Once you have the appropriate segment applied and confirm your privacy configuration meets your needs, you’re ready to enable Session Replay. For step-by-step guidance and to learn what happens once you enable Session Replay, see Session Replay.
Existing privacy settings
There are several existing privacy configurations and settings in Pendo that are related to Session Replay.
Content Security Policy (CSP) configuration
If your app uses CSP, it's essential to update your configuration with the two directives below so that you can capture all visitor activity and prevent app degradation due to CSP and Session Replay conflicts.
If you don't have CNAME configured, use
If you do have CNAME configured, use the "data" part of your CNAME, such as
|This entry allows for event communication.|
This entry allows the Pendo agent to start a worker thread to compress and send replay capturing data, which minimizes performance impact on your application.

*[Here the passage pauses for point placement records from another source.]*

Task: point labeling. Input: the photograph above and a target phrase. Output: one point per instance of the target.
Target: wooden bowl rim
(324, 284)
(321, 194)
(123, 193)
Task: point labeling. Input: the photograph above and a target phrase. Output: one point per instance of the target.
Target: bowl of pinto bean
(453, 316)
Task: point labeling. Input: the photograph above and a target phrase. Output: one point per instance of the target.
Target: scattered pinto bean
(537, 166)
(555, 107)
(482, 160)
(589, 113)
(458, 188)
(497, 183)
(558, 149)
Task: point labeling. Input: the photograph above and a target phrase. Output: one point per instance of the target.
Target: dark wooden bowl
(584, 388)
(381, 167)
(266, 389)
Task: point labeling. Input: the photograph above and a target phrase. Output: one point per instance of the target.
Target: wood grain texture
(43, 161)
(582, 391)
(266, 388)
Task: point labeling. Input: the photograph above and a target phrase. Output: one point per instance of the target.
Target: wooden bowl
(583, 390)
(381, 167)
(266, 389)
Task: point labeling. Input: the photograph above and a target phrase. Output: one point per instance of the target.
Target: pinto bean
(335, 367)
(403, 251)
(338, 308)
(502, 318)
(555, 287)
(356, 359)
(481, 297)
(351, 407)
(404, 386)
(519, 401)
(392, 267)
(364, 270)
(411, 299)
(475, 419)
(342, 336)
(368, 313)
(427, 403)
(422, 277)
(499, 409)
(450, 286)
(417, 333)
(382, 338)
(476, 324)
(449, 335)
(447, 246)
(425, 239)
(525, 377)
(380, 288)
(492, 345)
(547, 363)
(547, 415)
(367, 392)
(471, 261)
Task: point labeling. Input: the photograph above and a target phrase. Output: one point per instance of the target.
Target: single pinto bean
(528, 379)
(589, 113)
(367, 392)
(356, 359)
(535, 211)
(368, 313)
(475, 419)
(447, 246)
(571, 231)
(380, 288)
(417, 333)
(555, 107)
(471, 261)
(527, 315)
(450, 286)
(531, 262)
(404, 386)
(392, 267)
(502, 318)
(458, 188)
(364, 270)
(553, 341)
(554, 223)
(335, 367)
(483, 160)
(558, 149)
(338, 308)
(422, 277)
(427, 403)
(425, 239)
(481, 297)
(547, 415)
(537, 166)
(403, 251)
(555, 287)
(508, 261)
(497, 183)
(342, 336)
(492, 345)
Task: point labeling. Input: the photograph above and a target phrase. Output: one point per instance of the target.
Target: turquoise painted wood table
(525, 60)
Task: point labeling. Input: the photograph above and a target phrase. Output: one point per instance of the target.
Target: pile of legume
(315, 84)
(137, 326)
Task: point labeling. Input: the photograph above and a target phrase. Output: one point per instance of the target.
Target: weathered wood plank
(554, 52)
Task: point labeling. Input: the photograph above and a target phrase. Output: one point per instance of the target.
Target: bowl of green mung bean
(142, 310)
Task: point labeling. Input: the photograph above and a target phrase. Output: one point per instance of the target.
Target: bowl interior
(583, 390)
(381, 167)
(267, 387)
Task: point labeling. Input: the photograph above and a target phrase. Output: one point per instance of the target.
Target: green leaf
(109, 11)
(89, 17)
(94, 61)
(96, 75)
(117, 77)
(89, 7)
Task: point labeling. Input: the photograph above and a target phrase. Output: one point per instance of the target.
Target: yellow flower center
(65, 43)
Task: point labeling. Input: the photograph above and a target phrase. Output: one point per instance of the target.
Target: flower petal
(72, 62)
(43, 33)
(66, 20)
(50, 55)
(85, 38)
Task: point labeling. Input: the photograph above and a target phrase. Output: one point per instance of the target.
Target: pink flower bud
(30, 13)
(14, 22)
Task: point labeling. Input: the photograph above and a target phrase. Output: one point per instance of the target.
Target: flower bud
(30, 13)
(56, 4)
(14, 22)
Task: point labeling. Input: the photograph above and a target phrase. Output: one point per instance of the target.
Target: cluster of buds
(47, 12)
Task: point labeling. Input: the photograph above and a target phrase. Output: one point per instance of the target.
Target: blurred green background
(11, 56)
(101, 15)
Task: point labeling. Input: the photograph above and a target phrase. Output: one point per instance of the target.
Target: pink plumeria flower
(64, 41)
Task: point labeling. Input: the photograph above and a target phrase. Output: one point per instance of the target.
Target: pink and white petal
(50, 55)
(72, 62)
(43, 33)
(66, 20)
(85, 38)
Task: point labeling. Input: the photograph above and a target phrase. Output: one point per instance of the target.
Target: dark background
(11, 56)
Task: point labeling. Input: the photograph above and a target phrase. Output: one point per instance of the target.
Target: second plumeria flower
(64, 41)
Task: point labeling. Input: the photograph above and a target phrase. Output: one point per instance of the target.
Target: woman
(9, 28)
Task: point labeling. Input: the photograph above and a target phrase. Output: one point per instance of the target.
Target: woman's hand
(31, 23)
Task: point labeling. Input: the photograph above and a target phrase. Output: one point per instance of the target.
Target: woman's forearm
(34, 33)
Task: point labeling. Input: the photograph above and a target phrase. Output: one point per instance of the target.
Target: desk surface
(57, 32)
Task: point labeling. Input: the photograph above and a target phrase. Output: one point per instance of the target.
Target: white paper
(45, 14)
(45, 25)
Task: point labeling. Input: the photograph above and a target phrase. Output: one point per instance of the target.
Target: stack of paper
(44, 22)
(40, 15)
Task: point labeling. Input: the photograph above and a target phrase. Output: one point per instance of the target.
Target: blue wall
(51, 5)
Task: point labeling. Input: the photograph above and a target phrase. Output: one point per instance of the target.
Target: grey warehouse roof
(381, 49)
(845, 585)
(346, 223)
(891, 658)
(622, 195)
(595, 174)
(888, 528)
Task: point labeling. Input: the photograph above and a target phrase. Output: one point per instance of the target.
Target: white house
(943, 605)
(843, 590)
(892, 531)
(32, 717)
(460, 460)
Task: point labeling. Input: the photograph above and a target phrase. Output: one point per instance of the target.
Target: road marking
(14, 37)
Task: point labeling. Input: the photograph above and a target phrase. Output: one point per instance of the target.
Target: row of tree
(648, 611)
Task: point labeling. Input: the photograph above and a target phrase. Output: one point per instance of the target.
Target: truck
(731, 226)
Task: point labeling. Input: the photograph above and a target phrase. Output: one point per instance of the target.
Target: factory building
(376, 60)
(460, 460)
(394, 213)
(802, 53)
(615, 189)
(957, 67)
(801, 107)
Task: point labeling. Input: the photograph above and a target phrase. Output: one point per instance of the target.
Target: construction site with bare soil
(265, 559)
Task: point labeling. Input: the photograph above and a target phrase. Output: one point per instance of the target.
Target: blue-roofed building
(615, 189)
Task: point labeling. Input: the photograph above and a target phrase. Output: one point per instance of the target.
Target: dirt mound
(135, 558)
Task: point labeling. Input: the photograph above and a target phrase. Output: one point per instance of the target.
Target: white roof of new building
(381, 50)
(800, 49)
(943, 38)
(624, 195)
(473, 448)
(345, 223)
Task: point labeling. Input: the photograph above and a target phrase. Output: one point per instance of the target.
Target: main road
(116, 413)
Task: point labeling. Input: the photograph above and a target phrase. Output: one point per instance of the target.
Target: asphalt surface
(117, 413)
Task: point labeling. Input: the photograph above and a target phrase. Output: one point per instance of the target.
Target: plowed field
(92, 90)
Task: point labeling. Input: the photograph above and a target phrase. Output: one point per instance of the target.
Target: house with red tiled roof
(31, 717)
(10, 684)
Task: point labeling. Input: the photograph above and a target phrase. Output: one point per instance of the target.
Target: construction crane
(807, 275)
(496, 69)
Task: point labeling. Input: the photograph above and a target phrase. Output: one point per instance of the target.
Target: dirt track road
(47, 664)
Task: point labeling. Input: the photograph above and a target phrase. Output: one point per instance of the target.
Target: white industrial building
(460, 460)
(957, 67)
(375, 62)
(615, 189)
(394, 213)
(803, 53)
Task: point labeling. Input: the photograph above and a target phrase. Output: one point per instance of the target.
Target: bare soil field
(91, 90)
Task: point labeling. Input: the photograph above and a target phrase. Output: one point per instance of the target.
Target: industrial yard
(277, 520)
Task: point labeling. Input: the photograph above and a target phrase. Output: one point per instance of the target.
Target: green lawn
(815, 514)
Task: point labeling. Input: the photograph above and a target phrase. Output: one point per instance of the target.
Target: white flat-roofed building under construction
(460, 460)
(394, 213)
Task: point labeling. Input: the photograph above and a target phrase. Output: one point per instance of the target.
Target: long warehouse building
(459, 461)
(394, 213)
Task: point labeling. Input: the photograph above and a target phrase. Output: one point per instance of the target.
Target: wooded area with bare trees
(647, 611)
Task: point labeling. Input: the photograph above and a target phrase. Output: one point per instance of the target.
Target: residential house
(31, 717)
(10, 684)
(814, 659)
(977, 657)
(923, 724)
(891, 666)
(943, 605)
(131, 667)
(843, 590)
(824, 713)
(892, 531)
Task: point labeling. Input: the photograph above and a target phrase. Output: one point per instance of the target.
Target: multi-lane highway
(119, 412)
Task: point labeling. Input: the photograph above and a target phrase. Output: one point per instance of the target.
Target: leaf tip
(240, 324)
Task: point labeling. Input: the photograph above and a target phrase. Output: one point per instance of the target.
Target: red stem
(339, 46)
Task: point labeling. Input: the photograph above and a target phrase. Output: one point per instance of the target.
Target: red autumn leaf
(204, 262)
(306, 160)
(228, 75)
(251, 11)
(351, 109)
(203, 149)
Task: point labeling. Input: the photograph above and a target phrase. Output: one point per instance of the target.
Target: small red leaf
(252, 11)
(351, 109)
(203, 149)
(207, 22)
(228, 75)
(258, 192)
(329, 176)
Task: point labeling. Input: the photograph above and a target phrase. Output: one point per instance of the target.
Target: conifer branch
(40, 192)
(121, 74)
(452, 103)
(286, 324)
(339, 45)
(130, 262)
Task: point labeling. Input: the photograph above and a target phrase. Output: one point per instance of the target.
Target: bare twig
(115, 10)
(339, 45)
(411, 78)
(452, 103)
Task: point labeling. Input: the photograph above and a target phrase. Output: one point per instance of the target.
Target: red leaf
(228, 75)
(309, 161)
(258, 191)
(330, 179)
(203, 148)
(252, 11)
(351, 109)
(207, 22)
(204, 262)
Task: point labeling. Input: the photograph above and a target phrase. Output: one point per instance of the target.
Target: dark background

Session Replay respects existing Exclude List entries defined in your subscription settings. If a visitor or account is in the subscription-level exclusion list, replay data is captured for those visitors or accounts but doesn’t appear in your Pendo application.
Do Not Process setting
Session Replay respects the Do Not Process (GDPR) setting that’s set for specific visitors and accounts in the Details section of the Visitor Details and Account Details pages. This setting prevents Pendo from collecting events for or displaying guides to a visitor or account. If this is enabled, Pendo doesn’t capture replays for that visitor or account.